While the virus is believed to spread mainly through contaminated droplets, Europe's ECDC has long warned it might also spread through the air in mists. That could pose extra risk in enclosed spaces, especially with poor ventilation, risks that could rise in winter as people spend more time indoors.

Andrea Ammon, who chairs the ECDC, told Reuters there was still no evidence to show what proportion of cases were spread by aerosols rather than droplets, but "we know both are a possibility".

Last week, the WHO said the virus could spread through aerosols, although it stopped short of saying this had been confirmed. The global health body had come under pressure from scientists, who wrote a letter calling on it to acknowledge the potential for airborne spread.

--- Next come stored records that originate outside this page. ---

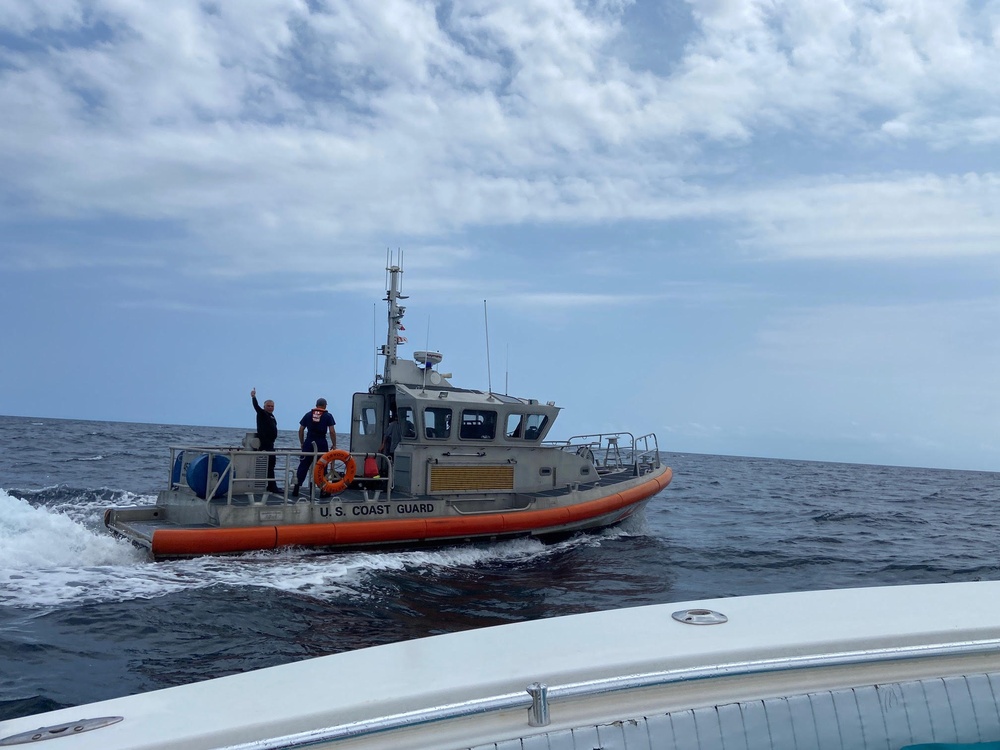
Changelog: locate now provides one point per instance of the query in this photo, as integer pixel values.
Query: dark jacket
(267, 426)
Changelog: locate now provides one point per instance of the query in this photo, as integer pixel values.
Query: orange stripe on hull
(177, 542)
(211, 541)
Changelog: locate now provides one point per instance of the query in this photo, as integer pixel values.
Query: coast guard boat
(905, 667)
(469, 465)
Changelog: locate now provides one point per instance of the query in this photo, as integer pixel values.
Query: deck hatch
(472, 478)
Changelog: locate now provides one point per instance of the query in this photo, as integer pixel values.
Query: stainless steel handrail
(590, 688)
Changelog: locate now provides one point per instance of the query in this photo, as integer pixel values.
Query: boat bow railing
(614, 451)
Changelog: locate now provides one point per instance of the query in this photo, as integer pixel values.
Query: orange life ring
(319, 473)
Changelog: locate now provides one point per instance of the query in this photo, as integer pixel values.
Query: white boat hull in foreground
(880, 667)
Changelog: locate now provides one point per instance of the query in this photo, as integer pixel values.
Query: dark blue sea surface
(85, 617)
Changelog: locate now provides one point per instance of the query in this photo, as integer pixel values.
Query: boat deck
(888, 668)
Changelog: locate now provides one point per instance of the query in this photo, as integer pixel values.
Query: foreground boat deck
(880, 668)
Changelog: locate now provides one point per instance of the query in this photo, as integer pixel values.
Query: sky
(753, 227)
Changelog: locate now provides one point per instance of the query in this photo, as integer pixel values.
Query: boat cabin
(441, 426)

Ammon said the ECDC was assessing risks in the workplace, which would be heightened by airborne transmission, after several localised outbreaks in plants throughout Europe, with the most serious in a slaughterhouse in Germany in June.

"We are working on a technical report on occupational settings and risk factors for such outbreaks," she said, adding dangers posed by ventilation systems were being assessed.

Many of the social distancing and hygiene guidelines that countries have adopted during the COVID-19 pandemic are based on preventing contact with droplets of saliva or mucous expelled by carriers of the virus when they cough, sneeze or speak. Preventing airborne spread could require other strategies.

Ammon said the ECDC still assumes droplets are the most common vehicle of transmission. She said there was no need at this stage to update the agency's guidance, and reiterated that it was crucial that people continue to respect social distancing rules and wear face masks.